- Nie jesteś podekscytowana Jaiden?! -Megan pojawiła się obok i pisnęła do mojego ucha. Byłam szczęśliwa, ale niepodekscytowana. Szczerze to nadal jestem w trybie szaleństwa, ponieważ jeszcze pięć minut temu myślałam, że umrę.
- Uh tak! Ale jak wy to do cholery zaplanowaliście? Co do cholery? - zapytałam ją kiedy wszyscy wokół nas się cieszą i rozmawiają z ekscytacją.

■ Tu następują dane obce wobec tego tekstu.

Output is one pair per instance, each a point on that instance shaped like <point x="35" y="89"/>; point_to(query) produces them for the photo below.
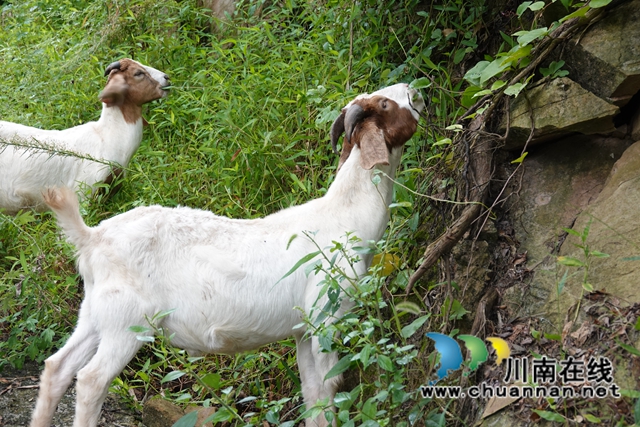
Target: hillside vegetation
<point x="243" y="133"/>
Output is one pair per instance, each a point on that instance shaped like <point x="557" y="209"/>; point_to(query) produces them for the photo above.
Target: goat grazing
<point x="26" y="172"/>
<point x="224" y="277"/>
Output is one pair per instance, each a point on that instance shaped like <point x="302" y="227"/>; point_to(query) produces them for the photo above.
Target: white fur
<point x="220" y="275"/>
<point x="24" y="174"/>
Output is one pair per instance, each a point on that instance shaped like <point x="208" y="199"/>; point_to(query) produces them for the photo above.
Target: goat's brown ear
<point x="337" y="129"/>
<point x="115" y="90"/>
<point x="373" y="149"/>
<point x="111" y="67"/>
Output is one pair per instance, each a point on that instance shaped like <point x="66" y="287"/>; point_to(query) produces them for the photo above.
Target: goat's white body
<point x="224" y="278"/>
<point x="212" y="269"/>
<point x="113" y="139"/>
<point x="25" y="173"/>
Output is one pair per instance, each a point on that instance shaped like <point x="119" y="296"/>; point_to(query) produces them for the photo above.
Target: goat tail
<point x="64" y="203"/>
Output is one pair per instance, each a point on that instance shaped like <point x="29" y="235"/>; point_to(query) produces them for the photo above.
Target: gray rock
<point x="159" y="412"/>
<point x="559" y="182"/>
<point x="560" y="107"/>
<point x="606" y="61"/>
<point x="613" y="219"/>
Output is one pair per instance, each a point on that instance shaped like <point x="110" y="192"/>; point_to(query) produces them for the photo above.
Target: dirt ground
<point x="18" y="393"/>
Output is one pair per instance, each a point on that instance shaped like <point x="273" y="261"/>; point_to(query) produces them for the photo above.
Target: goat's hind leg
<point x="314" y="366"/>
<point x="60" y="369"/>
<point x="116" y="349"/>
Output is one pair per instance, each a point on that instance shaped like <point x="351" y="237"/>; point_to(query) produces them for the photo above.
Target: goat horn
<point x="112" y="66"/>
<point x="337" y="129"/>
<point x="354" y="114"/>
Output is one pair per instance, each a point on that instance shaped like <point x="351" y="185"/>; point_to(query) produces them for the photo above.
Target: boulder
<point x="605" y="61"/>
<point x="560" y="107"/>
<point x="560" y="181"/>
<point x="613" y="229"/>
<point x="158" y="412"/>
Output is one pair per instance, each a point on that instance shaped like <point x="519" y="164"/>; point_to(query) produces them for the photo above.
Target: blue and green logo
<point x="451" y="353"/>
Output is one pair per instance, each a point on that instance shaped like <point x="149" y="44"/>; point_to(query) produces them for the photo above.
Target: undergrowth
<point x="244" y="133"/>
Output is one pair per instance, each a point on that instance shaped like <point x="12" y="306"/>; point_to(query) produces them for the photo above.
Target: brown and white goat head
<point x="377" y="123"/>
<point x="131" y="83"/>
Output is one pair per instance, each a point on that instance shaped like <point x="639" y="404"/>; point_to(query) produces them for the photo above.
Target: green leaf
<point x="634" y="394"/>
<point x="482" y="93"/>
<point x="572" y="232"/>
<point x="411" y="329"/>
<point x="420" y="83"/>
<point x="514" y="89"/>
<point x="174" y="375"/>
<point x="498" y="84"/>
<point x="577" y="14"/>
<point x="459" y="55"/>
<point x="188" y="420"/>
<point x="521" y="158"/>
<point x="596" y="4"/>
<point x="304" y="259"/>
<point x="592" y="419"/>
<point x="385" y="363"/>
<point x="570" y="261"/>
<point x="523" y="7"/>
<point x="457" y="310"/>
<point x="342" y="365"/>
<point x="550" y="416"/>
<point x="468" y="96"/>
<point x="629" y="348"/>
<point x="221" y="414"/>
<point x="139" y="329"/>
<point x="537" y="6"/>
<point x="409" y="307"/>
<point x="526" y="37"/>
<point x="562" y="282"/>
<point x="598" y="254"/>
<point x="495" y="67"/>
<point x="212" y="381"/>
<point x="444" y="141"/>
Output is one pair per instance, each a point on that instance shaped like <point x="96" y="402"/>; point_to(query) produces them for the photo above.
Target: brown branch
<point x="482" y="159"/>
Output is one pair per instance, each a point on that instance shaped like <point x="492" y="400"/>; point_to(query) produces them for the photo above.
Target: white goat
<point x="222" y="275"/>
<point x="25" y="174"/>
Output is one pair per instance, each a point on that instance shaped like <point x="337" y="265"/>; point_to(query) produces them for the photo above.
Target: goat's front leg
<point x="314" y="366"/>
<point x="114" y="352"/>
<point x="61" y="368"/>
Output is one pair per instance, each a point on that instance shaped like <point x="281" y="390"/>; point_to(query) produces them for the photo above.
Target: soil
<point x="19" y="390"/>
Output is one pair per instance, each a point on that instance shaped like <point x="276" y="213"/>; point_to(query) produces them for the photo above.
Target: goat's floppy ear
<point x="113" y="66"/>
<point x="115" y="90"/>
<point x="373" y="149"/>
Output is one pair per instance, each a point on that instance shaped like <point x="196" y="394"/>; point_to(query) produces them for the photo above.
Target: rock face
<point x="604" y="74"/>
<point x="560" y="181"/>
<point x="607" y="59"/>
<point x="613" y="221"/>
<point x="559" y="107"/>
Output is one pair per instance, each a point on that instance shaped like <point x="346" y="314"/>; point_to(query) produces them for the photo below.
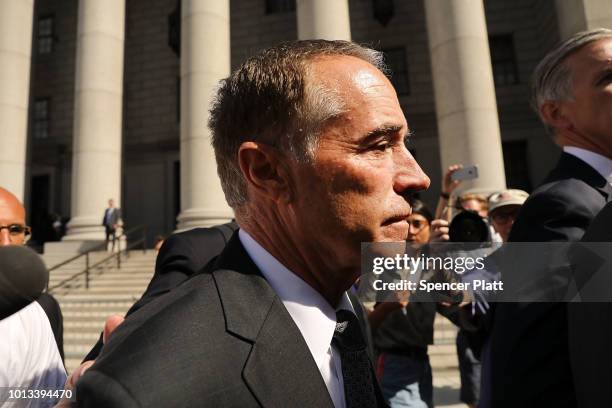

Calum w końcu się obudził i rozmawiał z chłopakami z najszczęśliwszym wyrazem na jego twarzy, jaki kiedykolwiek widziałam na jego twarzy. Jak mogłabym chcieć ich tu zatrzymać i odciągnąć od ich szczęścia?
- Tata Ashtona dał im numer Noah i nasz adres. Liam wysłał wiadomość Noah, spotkaliśmy się i zaplanowaliśmy to wszystko. To było trudne, żeby utrzymać to w sekrecie!
To miało sens. Biorąc pod uwagę, że tata Ashtona pracuje w firmie muzycznej, a Noah to kuzyn Asha. To wciąż było niewiarygodne żeby o tym myśleć. One Direction było w tym samym pokoju co ja. Myślałam, że Harry Styles mnie porywa. O mój Boże.
Mówiąc Harry Styles -złapał moje spojrzenie wzdłuż pokoju i przerwał konwersację z Michaelem i podszedł do mnie.
- Cześć, więc ty jesteś Jaiden? -zapytał mnie gładkim, ale seksownym, zachrypniętym brytyjskim akcentem. Jeśli głos mógł sprawić, że możesz zdjąć swoje ubranie to był zdecydowanie jego.
Kiwnęłam lekko.
- Strasznie Cię przepraszam, że Cię tak przestraszyłem. Nie wiedziałem, że nie jesteś częścią planu. Nie mogę sobie wyobrazić jak wstrząsające to dla Ciebie było kochanie.
Ta, on nie wiedział. Nie rozumiał jak się czułam, że mój ojczym przyszedł mnie zabić.
- Jest w porządku, nie powinnam brać tego aż tak na poważnie. Nic wielkiego -mój głos nagle zabrzmiał bardzo amerykańsko w porównaniu z innymi w pokoju.
Naszą rozmowę przerwał Ashton dając nam wszystkim ogłoszenie.
- Okej ludzie, jest nowy plan. Wracamy jutro do domu. Musimy zacząć planować trasę, ale zrobimy to jeszcze raz kiedy wrócimy. Więc chodźmy wszyscy do domu na ostatnią noc imprezowania!
Wszyscy nagle zaczęli się cieszyć. Ekscytacja rozeszła się po całym pokoju.
Mieliśmy tylko jedną noc ze sobą? Od razu moje oczy zaczęły szukać za Lukiem zauważając, że on też się na mnie patrzy z nieczytelnym wyrażeniem w jego oczach. Nie uśmiechał się więcej. Coś wydawało się puścić nas ku sobie. Nie czułam nawet, że się ruszam. W jednej sekundzie stałam obok Megan i Harry'ego, obok mnie i Luke'a stała cała reszta.
- Chodźcie, uciekajmy stąd. Możecie pogadać jak będziemy w domu, wygląda jakby miało zaraz padać -Calum powiedział poganiając nas do wyjścia ze strasznego pokoju, w dół skrzypiących schodów i z 'nawiedzonego' domu.
Słysząc zamykające się drzwi za mną, spojrzałam na niebo. Mieli rację. Księżyc albo gwiazdy nie były już widoczne, były zakryte chmurami. Wiatr był nawet silniejszy niż ten kiedy tu przyszliśmy.
-Widzimy się w domu -Calum powiedział wyczuwając napięcie. Ruszył przed siebie dając mi niepokój.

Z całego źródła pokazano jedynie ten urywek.